Best KNL configuration
Hyper-threading
Hyper-threading is first tested with 4 parallel configurations on a KNL configured in quadrant cache mode. The 4 parallel configurations are given in abscissa of Fig. 1. Oordinate is the time per iteration per particle (and per node). For each case, 1, 2 and 4 threads per core are tested (respectively corresponding to the blue, orange and green markers). Fig. 1 shows that WARP+PICSAR does not benefit from hyper-threading. The best performances are obtained with 1 thread per core. Using 2 threads per core, which the best with PICSAR stand-alone, slightly slows down the code. Using 4 threads/core is useless for WARP+PICSAR.

Fig. 1 also reveals that the most efficient hybrid parallel distribution between MPI and OpenMP is the last case with 32 MPIs and 2 cores. This will be further studied in the next section.
NUMA and memory KNL configurations
The best NUMA and memory KNL configuration is now studied. We focus on 3 configurations: quadrant flat, quadrant cache and SNC4 flat. SNC2 is not studied here. The results of this study are shown in Fig. 2. Abscissa represents different hybrid parallel configurations as in Fig. 1 but with more data. Ordinate is the time per iteration per particle and per node in nanoseconds. Fig. 2 reveals that quadrant cache is surprisingly faster than quadrant flat although here the code fits in MCDRAM. Among all hybrid parallel distribution, the average speedup factor is of 1.15. SNC4 is almost as efficient as quadrant cache. More points are required. The difference between all configurations is nonetheless very small. Since the quadrant cache mode is the default one on CORI (they have their own partition, no need to reboot KNL nodes), we therefore recommend to use this mode for large production cases.

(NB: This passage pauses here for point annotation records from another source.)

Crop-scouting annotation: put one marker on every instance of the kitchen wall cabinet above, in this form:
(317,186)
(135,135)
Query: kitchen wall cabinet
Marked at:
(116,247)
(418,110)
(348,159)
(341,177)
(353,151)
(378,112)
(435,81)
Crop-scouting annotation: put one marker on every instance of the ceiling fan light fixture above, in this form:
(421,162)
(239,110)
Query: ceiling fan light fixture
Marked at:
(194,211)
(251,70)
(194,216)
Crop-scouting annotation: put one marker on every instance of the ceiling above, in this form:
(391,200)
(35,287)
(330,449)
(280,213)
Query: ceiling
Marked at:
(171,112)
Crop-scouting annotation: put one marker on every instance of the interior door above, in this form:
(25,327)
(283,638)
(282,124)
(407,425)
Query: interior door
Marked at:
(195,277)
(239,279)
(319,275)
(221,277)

This is also a study of the best hybrid parallel distribution between MPI and OpenMP. As for Fig. 1, Fig.2 confirms that using a large number of MPI ranks is the most efficient for WARP+PICSAR. It seems that 32 MPI ranks with 2 OpenMP per MPI is the best choice. Performance is pretty close with 8 or 64 MPI ranks. Using only OpenMP (1 MPI) is clearly slower than the best configuration in quadrant cache of a factor of 1.8. Carefully setting up a run with the best hybrid parallel distribution can really have an impact on performance. In our case, using a full MPI code is still an efficient possibility for WARP+PICSAR. In any case, even with 1 OpenMP per MPI rank, tiling is activated.
DRAM versus MCDRAM
We now study impact of MCDRAM when the problem fit in the 16 available GB. Fig. 3 shows the results of the study performed on KNL configured in flat mode with the MCDRAM only and then the DDR only. Having the code in MCDRAM speeds up the runs for every parallel configurations but with a small average factor of 1.13 in our case.

Huge pages
Huge pages are virtual memory pages which are bigger than the default base page size of 4KB. On NERSC, using larger pages can speedup applications. To use larger pages, the corresponding modules has to be loaded. For instance, to use 16MB pages, the module craype-hugepages16M
needs to be loaded. The code has to be recompiled and run with this module.
We have studied the effect of huge pages on WARP+PICSAR for 16 and 128 KNL nodes in quadrant cache. The results are shown in Fig. 4. For WARP+PICSAR, the times with huge-pages and the defaults are very similar. Using huge pages therefore does not seem to speedup the code at least for the considered test case.

Weak scaling
This section presents weak scaling studies performed with WARP+PICSAR on KNL and on Haswell on CORI.

Conclusion
WARP when coupled with PICSAR is faster than alone with an average speedup of 8 on CORI (both on Intel Haswell and KNL). According to the results of this study, we recommend to keep the quadrant cache mode on KNL. The latter one provides good performance and is the default KNL mode on CORI. Until 512 KNL nodes, using many MPI ranks (32 MPI ranks per node) is more efficient than using a lot of OpenMP threads. For our case, 32 MPI ranks and 2 threads per core without hyper-threading is the best hybrid configuration.